10292] FIG. 6 illustrates a top plan view or axial plan view of the rendering of the first parametric mesh 400 of FIG. 5B with the upper portion removed according to line 11.
[0293] With reference to FIG. 5B and FIG. 6, each respective node 454 of the ninth concentric 3D mesh layer 448 of the first parametric mesh 400 is associated with respective node coordinates 456 represented by (m, n, p) where m is a circumferential coordinate, n is a longitudinal coordinate and p is a time frame coordinate. Each respective node 454 of the mesh 400 has a plurality of feature channels 460 encoding the features obtained from different biomarkers. The plurality of feature channels 460 may for example include structural features 472, fluid dynamics feature 476, and variable descriptive features 478.
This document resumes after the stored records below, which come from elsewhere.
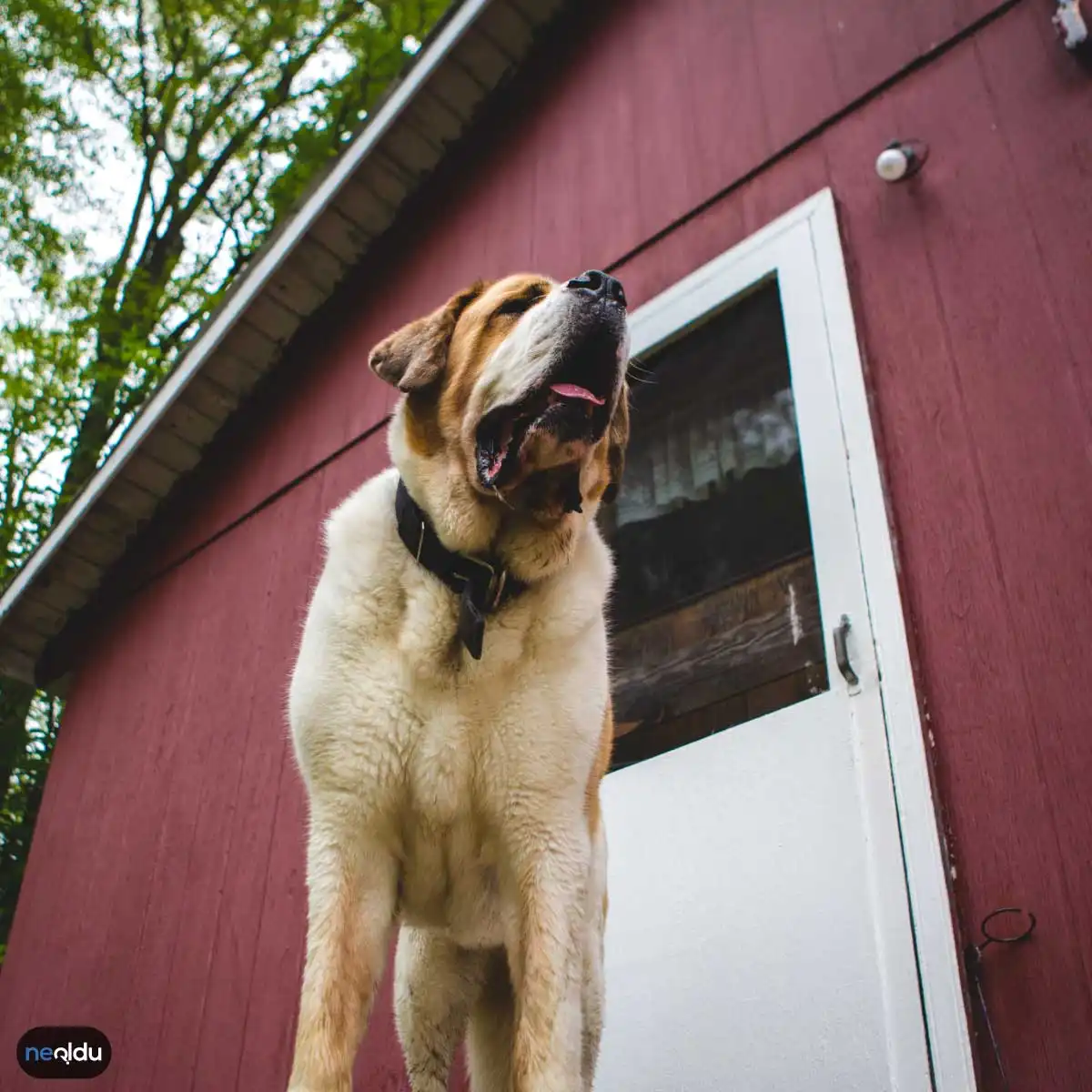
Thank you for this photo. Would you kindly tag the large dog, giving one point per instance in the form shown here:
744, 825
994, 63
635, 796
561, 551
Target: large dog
450, 705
[0294] FIG. 7 illustrates a perspective view of a rendering of a second parametric mesh 700 of the aorta and iliac arteries taken from the front, left side thereof in accordance with one or more non-limiting implementations of the present technology. [0295] The second parametric mesh 700 comprises an aorta mesh 720, a left iliac artery mesh 724 and a right iliac artery mesh 726.
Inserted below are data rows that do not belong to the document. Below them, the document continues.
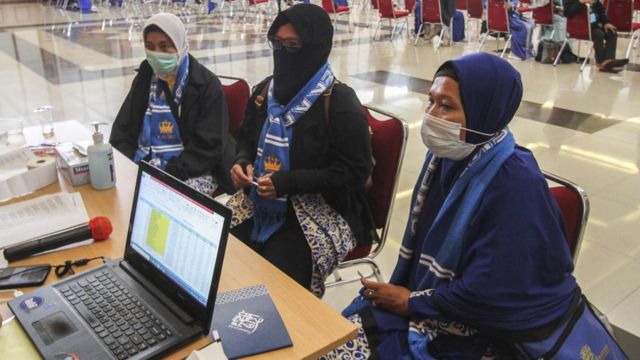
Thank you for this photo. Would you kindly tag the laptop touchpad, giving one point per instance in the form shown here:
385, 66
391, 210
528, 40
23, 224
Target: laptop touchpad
54, 327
[0296] In the illustrated second parametric mesh 700, only the outermost or outer surface concentric 3D mesh layer is shown, where each axial layer is represented by an elliptic shape for each discrete axial value (i.e., each longitudinal value). A centerline 730 (corresponding to nodes in the first 3D layer in the aorta mesh 720) extends in the aorta mesh 720 and splits into a left iliac centerline 734 (corresponding to nodes in the first 3D layer of the left iliac artery mesh 724) extending in the left iliac artery mesh 724 and into a right iliac centerline 736 (corresponding to nodes in the first 3D mesh layer in the right iliac artery mesh 726) in the right iliac artery mesh 726.
[0297] A second aortic line 740 extends in the aorta mesh 720 and is defined by nodes having the same circumferential coordinate m but a different longitudinal coordinate n (i.e., located on different axial layers). The second aortic line 740 splits into a second left iliac line 744 and a second right iliac line 746. Similarly to the nodes in the second aortic line 740, nodes in each of the second left iliac line 744 and the second right iliac line 746 have the same circumferential coordinate m but a different longitudinal coordinate n in their respective array (i.e., located on different axial layers).
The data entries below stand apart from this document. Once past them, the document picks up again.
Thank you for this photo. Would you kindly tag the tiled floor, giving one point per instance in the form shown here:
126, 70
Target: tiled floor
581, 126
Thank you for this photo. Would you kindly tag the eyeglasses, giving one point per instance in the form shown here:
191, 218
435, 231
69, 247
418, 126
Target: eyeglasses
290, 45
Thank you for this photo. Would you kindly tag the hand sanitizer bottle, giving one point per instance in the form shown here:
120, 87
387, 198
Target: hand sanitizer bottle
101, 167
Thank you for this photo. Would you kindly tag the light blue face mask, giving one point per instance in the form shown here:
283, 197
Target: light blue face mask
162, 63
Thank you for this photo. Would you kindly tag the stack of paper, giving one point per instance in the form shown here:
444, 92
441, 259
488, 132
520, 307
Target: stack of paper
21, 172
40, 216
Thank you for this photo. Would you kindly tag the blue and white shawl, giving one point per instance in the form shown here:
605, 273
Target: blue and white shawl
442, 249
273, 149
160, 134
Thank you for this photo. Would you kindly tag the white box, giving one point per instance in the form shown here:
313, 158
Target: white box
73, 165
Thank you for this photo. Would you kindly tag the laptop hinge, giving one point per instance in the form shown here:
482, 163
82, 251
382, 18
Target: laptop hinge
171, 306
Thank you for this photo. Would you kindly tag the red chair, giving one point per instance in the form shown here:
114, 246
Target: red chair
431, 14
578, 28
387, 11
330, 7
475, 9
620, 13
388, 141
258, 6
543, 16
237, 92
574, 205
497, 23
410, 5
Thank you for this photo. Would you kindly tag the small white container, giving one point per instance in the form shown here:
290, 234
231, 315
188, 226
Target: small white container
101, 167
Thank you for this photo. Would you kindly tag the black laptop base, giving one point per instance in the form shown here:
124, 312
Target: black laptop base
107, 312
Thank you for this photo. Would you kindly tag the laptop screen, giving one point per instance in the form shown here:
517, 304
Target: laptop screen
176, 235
[0298] FIG. 8 illustrates a schematic diagram of a first user interface 800 displaying a visual rendering of a third parametric mesh 805, its corresponding third parametric mesh array 850 and user interface elements in the form of a layer slider 870, a domain slider 880 and substructure slider 890.
]0299] The third parametric mesh 805 is rendered in 3D on a left side of the user interface 800. The third parametric mesh 805 comprises an aorta mesh 810, a left iliac artery mesh 830 and a right iliac artery mesh 840. It will be appreciated that the visual representation of the third parametric mesh 805 is generated from the structural features encoded in the nodes of the third parametric mesh 805 and visually represents the specific anatomical structure of the given patient for which the multidomain information was extracted. [0300] The third parametric mesh array 850 is displayed on an upper right side of the user interface 800. The third parametric mesh array 850 comprises an aorta mesh array 852, a left iliac artery array 856 and a right iliac artery array 858.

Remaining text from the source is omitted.